General symmetry, not exact symmetry.
Anecdote: I think Denzel Washington is supposed to have one of the most symmetrical faces.
You can easily get incredibly canny stuff.
This is great news for people who make animations with deforum as the speed increase should make Rakile’s deforumation GUI much more usable for live composition and framing.
I’ve tried to install this multiple times but always manage to fuck it up somehow. I think the guides I’m following are outdated or pointing me to one or more incompatible files.
Tough luck running any code published by people who put out models, it’s research-grade software in every sense of the word. “Works on my machine” and “the source is the configuration file” kind of thing.

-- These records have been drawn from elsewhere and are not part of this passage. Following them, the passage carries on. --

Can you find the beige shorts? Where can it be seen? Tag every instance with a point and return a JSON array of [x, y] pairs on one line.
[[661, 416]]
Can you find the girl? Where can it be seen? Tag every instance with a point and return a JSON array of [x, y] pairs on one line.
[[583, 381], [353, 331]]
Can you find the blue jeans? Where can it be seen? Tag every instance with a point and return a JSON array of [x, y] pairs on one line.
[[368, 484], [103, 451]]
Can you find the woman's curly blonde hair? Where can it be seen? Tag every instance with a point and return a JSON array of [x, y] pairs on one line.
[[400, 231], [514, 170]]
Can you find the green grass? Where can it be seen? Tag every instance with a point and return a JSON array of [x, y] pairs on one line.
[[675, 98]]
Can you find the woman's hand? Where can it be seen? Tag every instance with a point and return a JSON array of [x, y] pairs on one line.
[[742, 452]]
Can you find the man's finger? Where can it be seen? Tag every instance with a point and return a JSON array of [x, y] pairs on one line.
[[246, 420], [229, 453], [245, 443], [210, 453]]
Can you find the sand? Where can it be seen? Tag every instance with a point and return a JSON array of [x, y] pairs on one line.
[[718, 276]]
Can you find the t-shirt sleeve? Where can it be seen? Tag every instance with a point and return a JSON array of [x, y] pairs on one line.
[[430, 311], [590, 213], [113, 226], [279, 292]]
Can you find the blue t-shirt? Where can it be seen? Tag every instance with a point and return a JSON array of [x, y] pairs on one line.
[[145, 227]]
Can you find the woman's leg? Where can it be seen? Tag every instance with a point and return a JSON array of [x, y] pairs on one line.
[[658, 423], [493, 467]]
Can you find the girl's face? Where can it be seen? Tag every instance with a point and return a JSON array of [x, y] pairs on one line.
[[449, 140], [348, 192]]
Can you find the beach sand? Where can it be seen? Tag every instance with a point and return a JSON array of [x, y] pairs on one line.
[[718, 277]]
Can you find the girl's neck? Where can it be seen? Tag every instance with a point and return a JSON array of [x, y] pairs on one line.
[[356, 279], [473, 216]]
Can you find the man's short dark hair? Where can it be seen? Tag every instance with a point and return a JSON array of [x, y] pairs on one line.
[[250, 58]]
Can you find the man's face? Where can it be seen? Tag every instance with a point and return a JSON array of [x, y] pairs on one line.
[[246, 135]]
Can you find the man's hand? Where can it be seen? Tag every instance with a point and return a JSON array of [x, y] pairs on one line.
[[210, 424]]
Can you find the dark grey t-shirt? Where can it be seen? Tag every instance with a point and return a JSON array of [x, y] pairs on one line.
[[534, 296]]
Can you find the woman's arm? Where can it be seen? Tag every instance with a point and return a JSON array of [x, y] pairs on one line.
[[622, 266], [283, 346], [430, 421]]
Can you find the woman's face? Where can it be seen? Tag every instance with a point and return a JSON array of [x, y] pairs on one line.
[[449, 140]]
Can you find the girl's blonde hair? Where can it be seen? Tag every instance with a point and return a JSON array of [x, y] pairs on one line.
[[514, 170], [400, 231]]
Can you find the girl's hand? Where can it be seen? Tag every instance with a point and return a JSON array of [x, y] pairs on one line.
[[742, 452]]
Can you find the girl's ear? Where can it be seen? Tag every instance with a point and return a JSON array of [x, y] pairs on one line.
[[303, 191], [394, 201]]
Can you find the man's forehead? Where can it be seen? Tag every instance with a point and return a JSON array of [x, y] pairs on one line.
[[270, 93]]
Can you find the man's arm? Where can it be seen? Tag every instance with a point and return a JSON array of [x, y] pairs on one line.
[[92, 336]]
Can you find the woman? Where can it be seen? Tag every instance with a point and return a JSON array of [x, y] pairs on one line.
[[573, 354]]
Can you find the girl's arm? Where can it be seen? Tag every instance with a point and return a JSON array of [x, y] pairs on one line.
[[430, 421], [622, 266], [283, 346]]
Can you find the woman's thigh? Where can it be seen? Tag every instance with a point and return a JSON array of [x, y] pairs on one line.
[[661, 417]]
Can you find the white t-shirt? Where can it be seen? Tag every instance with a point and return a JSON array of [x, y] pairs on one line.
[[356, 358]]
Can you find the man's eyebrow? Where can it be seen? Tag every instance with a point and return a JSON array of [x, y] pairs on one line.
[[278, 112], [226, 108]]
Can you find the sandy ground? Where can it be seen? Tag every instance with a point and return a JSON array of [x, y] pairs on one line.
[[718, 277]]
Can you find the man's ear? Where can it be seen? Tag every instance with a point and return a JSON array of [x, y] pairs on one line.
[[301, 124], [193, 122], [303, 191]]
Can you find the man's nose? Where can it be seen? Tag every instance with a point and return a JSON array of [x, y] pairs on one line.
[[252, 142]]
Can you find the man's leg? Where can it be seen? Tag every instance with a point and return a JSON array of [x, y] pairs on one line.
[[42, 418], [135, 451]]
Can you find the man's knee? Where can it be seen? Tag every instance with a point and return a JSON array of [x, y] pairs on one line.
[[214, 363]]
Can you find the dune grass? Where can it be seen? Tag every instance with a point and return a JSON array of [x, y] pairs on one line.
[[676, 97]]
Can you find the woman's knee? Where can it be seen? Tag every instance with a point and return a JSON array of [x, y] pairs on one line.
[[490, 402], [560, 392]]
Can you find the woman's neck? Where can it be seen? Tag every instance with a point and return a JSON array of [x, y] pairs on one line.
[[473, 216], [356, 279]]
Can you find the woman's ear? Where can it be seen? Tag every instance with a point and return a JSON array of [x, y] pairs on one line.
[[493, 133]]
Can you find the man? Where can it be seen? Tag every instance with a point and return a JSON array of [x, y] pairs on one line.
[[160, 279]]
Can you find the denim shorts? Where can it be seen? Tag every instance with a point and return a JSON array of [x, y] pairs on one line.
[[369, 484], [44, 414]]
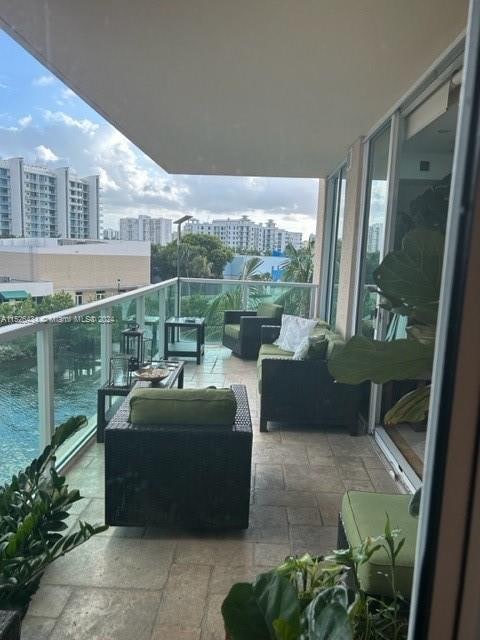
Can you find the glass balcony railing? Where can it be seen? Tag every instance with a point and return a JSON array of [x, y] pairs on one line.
[[51, 367]]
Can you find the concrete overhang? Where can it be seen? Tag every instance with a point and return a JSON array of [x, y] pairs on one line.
[[259, 87]]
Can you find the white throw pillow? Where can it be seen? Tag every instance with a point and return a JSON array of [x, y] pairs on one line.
[[293, 330]]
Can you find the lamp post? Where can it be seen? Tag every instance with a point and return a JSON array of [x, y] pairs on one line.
[[179, 223]]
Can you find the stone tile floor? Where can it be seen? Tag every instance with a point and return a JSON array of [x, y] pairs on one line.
[[138, 584]]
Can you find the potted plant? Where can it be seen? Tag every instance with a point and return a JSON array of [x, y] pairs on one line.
[[34, 507], [409, 282], [319, 599]]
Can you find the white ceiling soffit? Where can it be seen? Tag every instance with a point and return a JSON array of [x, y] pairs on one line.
[[270, 87]]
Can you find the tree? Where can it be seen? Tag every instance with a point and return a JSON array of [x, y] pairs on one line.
[[299, 267], [201, 256], [56, 302]]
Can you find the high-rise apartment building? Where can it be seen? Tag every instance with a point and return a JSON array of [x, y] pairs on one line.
[[243, 233], [36, 202], [154, 230]]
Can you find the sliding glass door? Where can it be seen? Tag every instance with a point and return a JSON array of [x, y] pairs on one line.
[[374, 230], [424, 166], [337, 187]]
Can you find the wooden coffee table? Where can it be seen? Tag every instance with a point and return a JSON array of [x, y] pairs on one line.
[[177, 348]]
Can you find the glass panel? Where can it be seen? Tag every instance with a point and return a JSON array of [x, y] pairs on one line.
[[376, 211], [425, 169], [337, 235], [210, 299], [19, 428], [77, 373]]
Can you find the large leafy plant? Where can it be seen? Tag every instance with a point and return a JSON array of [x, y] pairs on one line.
[[319, 599], [33, 512], [408, 281]]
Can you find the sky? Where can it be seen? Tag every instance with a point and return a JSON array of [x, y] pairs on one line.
[[42, 120]]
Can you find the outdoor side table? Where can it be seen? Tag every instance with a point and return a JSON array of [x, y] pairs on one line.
[[175, 377], [180, 348]]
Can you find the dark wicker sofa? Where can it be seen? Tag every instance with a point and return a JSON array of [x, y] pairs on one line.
[[302, 391], [241, 329], [190, 476]]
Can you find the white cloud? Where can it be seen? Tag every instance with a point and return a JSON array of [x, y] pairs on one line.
[[43, 81], [59, 117], [25, 121], [68, 94], [45, 154]]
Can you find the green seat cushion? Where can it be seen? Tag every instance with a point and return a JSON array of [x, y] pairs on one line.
[[363, 515], [271, 352], [182, 406], [232, 330], [269, 310], [317, 348]]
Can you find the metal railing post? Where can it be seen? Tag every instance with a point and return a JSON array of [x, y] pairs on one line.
[[46, 409], [244, 296], [105, 346]]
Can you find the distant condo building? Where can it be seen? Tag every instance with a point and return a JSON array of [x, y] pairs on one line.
[[154, 230], [375, 237], [111, 234], [36, 202], [244, 234]]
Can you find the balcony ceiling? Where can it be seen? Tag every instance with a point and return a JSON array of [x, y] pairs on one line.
[[272, 88]]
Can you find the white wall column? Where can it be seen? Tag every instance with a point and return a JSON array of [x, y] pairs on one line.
[[162, 298], [351, 241], [140, 312], [46, 415]]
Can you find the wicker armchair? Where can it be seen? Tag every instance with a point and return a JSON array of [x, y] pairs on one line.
[[241, 329], [303, 391], [191, 476]]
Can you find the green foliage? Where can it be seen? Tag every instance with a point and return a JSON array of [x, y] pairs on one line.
[[308, 599], [299, 267], [33, 511], [201, 256], [409, 283], [365, 359]]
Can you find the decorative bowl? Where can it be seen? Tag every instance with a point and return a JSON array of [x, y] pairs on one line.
[[152, 374]]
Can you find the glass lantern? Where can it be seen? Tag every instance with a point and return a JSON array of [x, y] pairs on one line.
[[132, 346], [119, 374]]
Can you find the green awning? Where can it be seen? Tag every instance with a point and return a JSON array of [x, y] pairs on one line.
[[7, 296]]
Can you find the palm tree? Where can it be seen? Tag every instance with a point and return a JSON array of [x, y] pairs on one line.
[[298, 268]]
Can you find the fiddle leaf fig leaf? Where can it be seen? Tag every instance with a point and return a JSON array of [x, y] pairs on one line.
[[364, 359]]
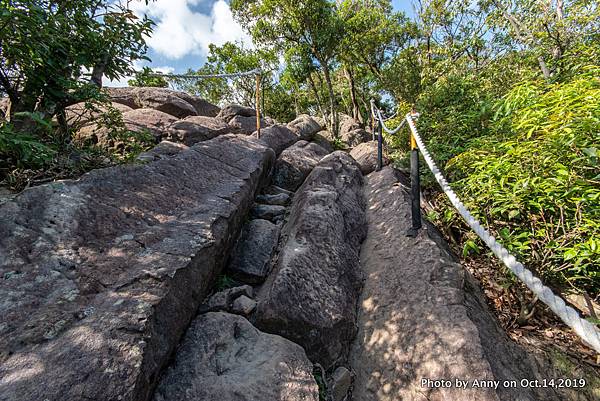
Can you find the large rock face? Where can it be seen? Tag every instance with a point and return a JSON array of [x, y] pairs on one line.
[[295, 163], [232, 110], [79, 115], [366, 156], [101, 276], [311, 297], [246, 125], [420, 316], [178, 104], [197, 129], [165, 101], [149, 120], [278, 138], [223, 357]]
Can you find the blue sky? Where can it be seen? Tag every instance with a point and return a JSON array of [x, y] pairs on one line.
[[185, 28]]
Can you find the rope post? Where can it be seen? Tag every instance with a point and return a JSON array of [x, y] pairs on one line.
[[379, 146], [415, 188], [258, 105]]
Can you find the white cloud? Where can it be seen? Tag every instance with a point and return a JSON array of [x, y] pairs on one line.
[[137, 65], [180, 31]]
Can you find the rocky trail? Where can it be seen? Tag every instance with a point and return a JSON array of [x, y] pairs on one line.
[[222, 266]]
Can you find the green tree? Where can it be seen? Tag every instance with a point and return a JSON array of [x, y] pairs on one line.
[[313, 26], [46, 45], [148, 78]]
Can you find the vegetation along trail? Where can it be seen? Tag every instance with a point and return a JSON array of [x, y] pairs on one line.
[[225, 200]]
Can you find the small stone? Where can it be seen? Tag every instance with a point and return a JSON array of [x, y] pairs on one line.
[[341, 380], [243, 306], [222, 301], [279, 199], [267, 212], [251, 258]]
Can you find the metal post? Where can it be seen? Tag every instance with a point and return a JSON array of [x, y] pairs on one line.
[[415, 188], [379, 146], [258, 105]]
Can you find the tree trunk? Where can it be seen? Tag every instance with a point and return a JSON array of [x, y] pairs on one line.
[[334, 117], [355, 107], [317, 97], [98, 71]]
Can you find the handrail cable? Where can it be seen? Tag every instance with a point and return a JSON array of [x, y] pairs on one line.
[[585, 329]]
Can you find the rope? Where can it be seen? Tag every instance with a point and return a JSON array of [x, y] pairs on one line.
[[256, 71], [586, 330]]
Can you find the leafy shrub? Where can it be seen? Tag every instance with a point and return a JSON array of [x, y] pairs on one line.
[[535, 178]]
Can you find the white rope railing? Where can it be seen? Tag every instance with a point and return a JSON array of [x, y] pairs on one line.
[[586, 330], [256, 71]]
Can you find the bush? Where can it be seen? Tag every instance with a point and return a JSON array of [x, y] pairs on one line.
[[534, 179]]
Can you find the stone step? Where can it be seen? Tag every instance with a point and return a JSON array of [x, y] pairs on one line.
[[310, 298]]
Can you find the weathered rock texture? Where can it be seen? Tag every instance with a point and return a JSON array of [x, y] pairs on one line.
[[153, 121], [222, 301], [420, 318], [295, 163], [223, 357], [246, 125], [79, 115], [311, 297], [251, 258], [232, 110], [197, 129], [178, 104], [366, 156], [163, 150], [101, 276]]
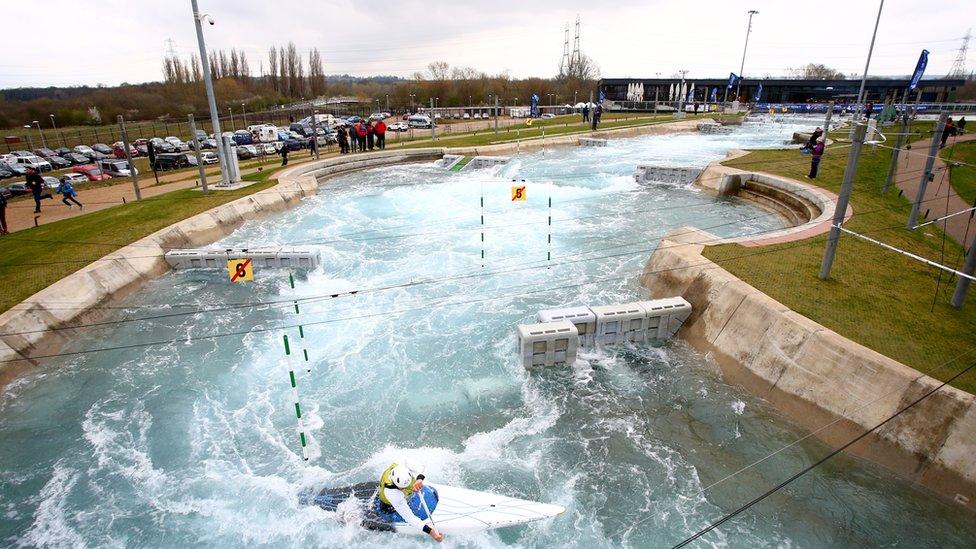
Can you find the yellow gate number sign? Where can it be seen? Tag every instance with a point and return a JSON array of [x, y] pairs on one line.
[[518, 193], [240, 270]]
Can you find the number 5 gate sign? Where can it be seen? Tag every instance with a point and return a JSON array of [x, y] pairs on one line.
[[240, 270], [518, 193]]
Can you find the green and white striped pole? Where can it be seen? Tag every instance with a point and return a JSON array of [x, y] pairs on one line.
[[301, 329], [294, 394]]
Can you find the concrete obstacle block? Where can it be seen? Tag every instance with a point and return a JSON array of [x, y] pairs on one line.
[[479, 162], [616, 324], [582, 317], [273, 258], [547, 343], [592, 142], [665, 316], [647, 173]]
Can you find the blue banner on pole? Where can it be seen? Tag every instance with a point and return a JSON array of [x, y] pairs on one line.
[[923, 60]]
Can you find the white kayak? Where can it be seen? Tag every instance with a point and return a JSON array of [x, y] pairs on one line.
[[453, 510]]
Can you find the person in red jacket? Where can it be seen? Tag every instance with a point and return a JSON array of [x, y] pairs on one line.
[[380, 130]]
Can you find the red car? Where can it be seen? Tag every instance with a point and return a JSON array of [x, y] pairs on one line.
[[92, 172], [119, 150]]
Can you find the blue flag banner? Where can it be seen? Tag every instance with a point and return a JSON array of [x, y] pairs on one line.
[[923, 60]]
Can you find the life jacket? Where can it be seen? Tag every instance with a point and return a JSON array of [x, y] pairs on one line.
[[387, 483]]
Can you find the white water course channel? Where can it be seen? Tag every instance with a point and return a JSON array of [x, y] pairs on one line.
[[192, 441]]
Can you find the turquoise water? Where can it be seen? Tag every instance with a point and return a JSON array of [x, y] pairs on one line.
[[193, 442]]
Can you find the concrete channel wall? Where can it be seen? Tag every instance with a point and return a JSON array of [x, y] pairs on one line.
[[37, 326], [816, 376]]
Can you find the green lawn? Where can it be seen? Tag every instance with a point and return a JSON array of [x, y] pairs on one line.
[[963, 178], [878, 298], [36, 258]]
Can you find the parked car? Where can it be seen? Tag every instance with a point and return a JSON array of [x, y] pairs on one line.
[[118, 149], [36, 162], [116, 168], [170, 161], [74, 178], [58, 163], [76, 159], [18, 188], [162, 146], [92, 172]]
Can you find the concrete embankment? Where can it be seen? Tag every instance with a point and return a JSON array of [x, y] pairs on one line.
[[811, 373]]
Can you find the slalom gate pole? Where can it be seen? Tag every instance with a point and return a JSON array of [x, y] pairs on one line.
[[294, 394], [301, 329]]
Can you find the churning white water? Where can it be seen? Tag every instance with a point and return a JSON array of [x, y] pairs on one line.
[[192, 441]]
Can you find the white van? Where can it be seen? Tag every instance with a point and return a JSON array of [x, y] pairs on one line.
[[35, 162], [418, 121]]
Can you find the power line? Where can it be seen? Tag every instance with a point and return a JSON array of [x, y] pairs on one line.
[[819, 462]]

Get yourself comfyui, they’re always very fast when it comes to supporting new stuff and the thing is generally faster and easier on VRAM than A1111. Prerequisite is a torch (the python package) enabled with CUDA (nvidia) or rocm (AMD) or whatever Intel uses. Fair warning: Getting rocm to run on not officially supported cards is an adventure in itself, I’m still on torch-1.13.1+rocm5.2 newer builds just won’t work as the GPU I’m telling rocm I have so that it runs in the first place supports instructions that my actual GPU doesn’t, and they started using them.
Do you use comfyui ?
This is the best summary I could come up with:
Stability detailed the model’s inner workings in a research paper released Tuesday that focuses on the ADD technique.
One of the claimed advantages of SDXL Turbo is its similarity to Generative Adversarial Networks (GANs), especially in producing single-step image outputs.
Stability AI says that on an Nvidia A100 (a powerful AI-tuned GPU), the model can generate a 512×512 image in 207 ms, including encoding, a single de-noising step, and decoding.
This move has already been met with some criticism in the Stable Diffusion community, but Stability AI has expressed openness to commercial applications and invites interested parties to get in touch for more information.
Meanwhile, Stability AI itself has faced internal management issues, with an investor recently urging CEO Emad Mostaque to resign.
Stability AI offers a beta demonstration of SDXL Turbo’s capabilities on its image-editing platform, Clipdrop.
The original article contains 553 words, the summary contains 138 words. Saved 75%. I’m a bot and I’m open source!
Does it actually run any faster though? For instance, if I manually spun a model with the diffusers library and ran it locally on dml, would there be any difference?
Edit: Assuming we’re normalizing the output to something reasonable, e.g. a recognizable picture of a dog.